Interview d’Andreas Balthasar. À leurs échéances respectives, Andreas Balthasar a évalué les programmes Alcool, Tabac, Alimentation et activité physique ainsi que celui des mesures en matière de drogue. Nous lui avons demandé une rétrospective générale tout en l’interrogeant sur les grandes réussites, les objectifs sous-tendant une évaluation et les défis qui attendent les futurs programmes de prévention.

spectra : Quel bilan dressezvous des programmes, huit ans après leur lancement ?

Pr Andreas Balthasar : Le bilan est contrasté. Globalement, les programmes ont suivi une évolution positive. Une chose est sûre : les acteurs, les ONG et l’administration ont agi ensemble pour atteindre un but commun. Il ressort des évaluations que les prestations et les résultats visés (outcome et output) ont souvent été atteints. Le bilan est plus mitigé au niveau politique. Les programmes ont certes contribué dans une large mesure à renforcer les offres existantes et nouvelles. Quelques changements institutionnels ont également eu lieu, notamment dans la protection contre le tabagisme passif. Toutefois, la dynamique politique a freiné la mise en oeuvre. Nous constatons à nouveau des régressions dans le domaine de l’alcool. La loi sur l’alcool devait faire l’objet d’une révision totale. Il était prévu d’y inscrire des mesures de prévention structurelle. Or ce projet s’est soldé par un échec en raison de différences insurmontables. Voilà le bilan général que je dresse.

Si nous nous penchons sur chaque programme, nous découvrons que certains sont plus avancés que d’autres. Concernant les drogues, le problème s’est partiellement déplacé. De nouveaux thèmes sont venus se greffer. Cependant, les acteurs de la prévention savent relativement bien y faire face. Pour le tabac, la loi fédérale sur la protection contre le tabagisme passif limite certes, avec succès, la consommation dans des secteurs essentiels, mais elle a simultanément conduit au délaissement d’autres domaines. Pour ce qui est de l’alcool, nous notons peu de changement, certainement en raison de l’environnement difficile. Concernant l’alimentation et l’activité physique, nous constatons des progrès notables : la collaboration avec les cantons, l’industrie et les offices fédéraux s’est renforcée. Les indicateurs révèlent que le problème du surpoids s’est un peu résorbé chez les enfants.

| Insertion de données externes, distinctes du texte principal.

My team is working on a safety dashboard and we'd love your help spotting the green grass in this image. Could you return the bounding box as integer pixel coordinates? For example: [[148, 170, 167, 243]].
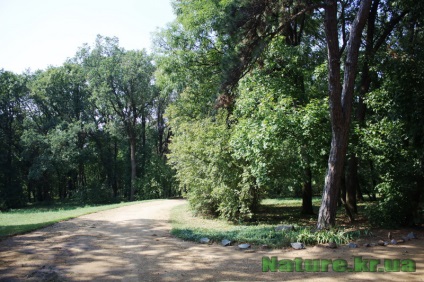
[[0, 199, 149, 239], [171, 199, 368, 248]]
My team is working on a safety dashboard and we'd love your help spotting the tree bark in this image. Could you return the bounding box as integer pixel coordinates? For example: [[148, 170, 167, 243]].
[[129, 135, 137, 201], [301, 167, 314, 215], [317, 0, 372, 229]]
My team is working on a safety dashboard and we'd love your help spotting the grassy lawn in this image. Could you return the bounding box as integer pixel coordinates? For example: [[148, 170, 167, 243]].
[[171, 198, 369, 247], [0, 202, 147, 239]]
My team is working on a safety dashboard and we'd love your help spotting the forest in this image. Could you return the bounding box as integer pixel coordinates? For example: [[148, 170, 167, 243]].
[[0, 0, 424, 229]]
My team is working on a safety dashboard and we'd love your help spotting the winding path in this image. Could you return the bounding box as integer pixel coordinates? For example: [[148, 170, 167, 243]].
[[0, 200, 424, 281]]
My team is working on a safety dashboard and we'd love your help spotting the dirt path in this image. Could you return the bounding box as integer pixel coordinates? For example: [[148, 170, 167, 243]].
[[0, 200, 424, 281]]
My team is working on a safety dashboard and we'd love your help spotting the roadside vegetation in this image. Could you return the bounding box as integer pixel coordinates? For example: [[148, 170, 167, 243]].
[[0, 199, 147, 239], [171, 198, 371, 248]]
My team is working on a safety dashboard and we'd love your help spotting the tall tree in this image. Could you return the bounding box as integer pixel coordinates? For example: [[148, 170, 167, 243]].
[[0, 70, 28, 209], [317, 0, 372, 229], [80, 36, 155, 200]]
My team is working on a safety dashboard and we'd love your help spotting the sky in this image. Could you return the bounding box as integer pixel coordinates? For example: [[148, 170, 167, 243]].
[[0, 0, 175, 73]]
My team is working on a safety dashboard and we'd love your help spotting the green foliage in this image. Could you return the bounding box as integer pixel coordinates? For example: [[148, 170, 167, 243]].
[[0, 202, 147, 238], [171, 203, 362, 247]]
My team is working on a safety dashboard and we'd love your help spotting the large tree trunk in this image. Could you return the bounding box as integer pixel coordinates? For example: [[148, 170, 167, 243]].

Quelles mesures ont particulièrement fait leurs preuves ? Lesquelles sont essentielles pour le développement de nouvelles stratégies ?

Les mesures qui ont fait leurs preuves, sont celles élaborées conjointement avec le groupe cible. Il en ira de même à l’avenir. Si des médecins de famille participent à la création d’un programme de prévention, il y a de bonnes chances que la majorité du corps médical l’accepte et qu’il soit efficace. Les approches des groupes de pairs sont aussi prometteuses. Il s’agit de créer des programmes en intégrant des écoliers ou des jeunes, susceptibles d’intervenir comme médiateurs. Ces processus demandent un investissement, mais ils sont encourageants.

L’essentiel est de sensibiliser à la prévention les organisations et les institutions existantes, comme celles des soins médicaux de base et les hôpitaux. Tel est l’objectif de la Stratégie nationale Prévention des maladies non transmissibles (stratégie MNT). La « prévention dans le domaine des soins » constitue, d’ailleurs, l’un de ses piliers. C’est prometteur à mes yeux.

L’OFSP doit prioritairement prendre en compte les besoins, mais aussi anticiper de nouveaux thèmes et formuler des exigences. En effet, les cantons ont d’autres sujets et priorités que la prévention. Le financement des hôpitaux et les soins médicaux à large échelle – c’est-à-dire un nombre suffisant de médecins de famille dans les régions excentrées – se trouvent au coeur de leurs politiques sanitaires. La Confédération doit autant soutenir les acteurs cantonaux actifs dans la prévention que formuler des exigences à leur égard. Elle doit leur dire : « Attention ! La santé psychique et l’activité physique comptent aussi : agissez, nous vous soutenons. » Il faut parfois se montrer désagréable, et l’OFSP doit s’en montrer capable. Aucune avancée ne sera réalisée dans la promotion de la santé et la prévention si l’on attend que les cantons disent ce qu’ils veulent. Par ailleurs, ces domaines épineux ne peuvent être abordés partout de la même façon.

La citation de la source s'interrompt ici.